Every time an item is retrieved, the MoveNext method and the Current property is retrieved. Both these calls pass execution to the next enumerator in the chain. However the MoveNext method then needs to check if the enumerator has been exhausted, and if so obtain the next enumerator in the sequence. The overhead of concatenating sequences is two virtual function calls and some state checking for every item returned. Whilst this doesn't sound like much remember that this is just a small part of a tree of evaluations and in more complicated expressions (for example the closures to lazy arguments to recursive functions) this can extend to hundreds of virtual calls for each item returned, from overhead from using enumerators.

Admittedly there are tricks that can be used to reduce the number of virtual calls, for example merging the MoveNext and Current method into one function, or introducing a method that allows a new enumerator to be returned, which would avoid the extra calls for the final argument. Whilst these would reduce the overhead, it would not reduce the fact that the overhead grows proportionally to both the complexity of the expression and the number of items returned.


Now let us consider the eager evaluation methods for this unit:


public override void EvaluateEagerSequence(List<T> items,
DynamicContext context)
{
for (var i=0; i<_evaluators.Length; i++)
_evaluators[i].EvaluateEagerSequence(items, context);
}

public override void EvaluateEagerSequence(Action<T> action,
DynamicContext context)
{
for (var i = 0; i < _evaluators.Length; i++)
_evaluators[i].EvaluateEagerSequence(action, context);
}


The overhead in this case of enumerating the sequence of items is just the cost of enumerating over an array.
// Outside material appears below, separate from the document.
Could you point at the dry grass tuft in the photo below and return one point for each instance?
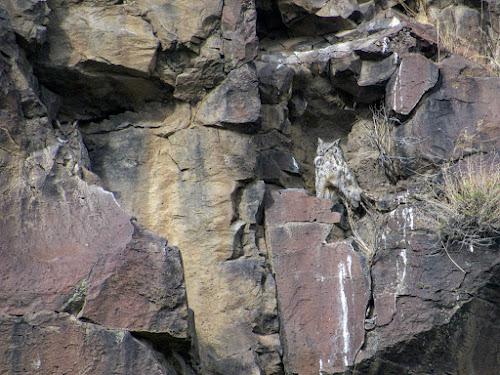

There are no per-item costs.

So why don't we use this evaluation method all the time? The main advantages of lazy evaluation is that the values are not computed until they are needed, and if they are not needed they are not computed. Lazy evaluation leaves the caller in full control of the program flow, but eager evaluation keeps control of the program flow and only returns it once all the values have been computed.

The costs are inherent in the IEnumerator model, and derive from the fact that the enumerator must be yield control of what it is doing and be able to continue where it left off.

The ability to abort computation from an eager evaluation could be implemented by raising an exception when the last item required has been processed (although this comes at a cost).

The most efficient way to implement the ability to halt and continue processing in eager evaluation is with coroutines. This would combine all the benifits of both eager and lazy evaluation. Support for coroutines have recently been added to Mono. They are not supported by the Microsoft .NET runtime however and will not be in the near future so it may be many years before we can try this approach.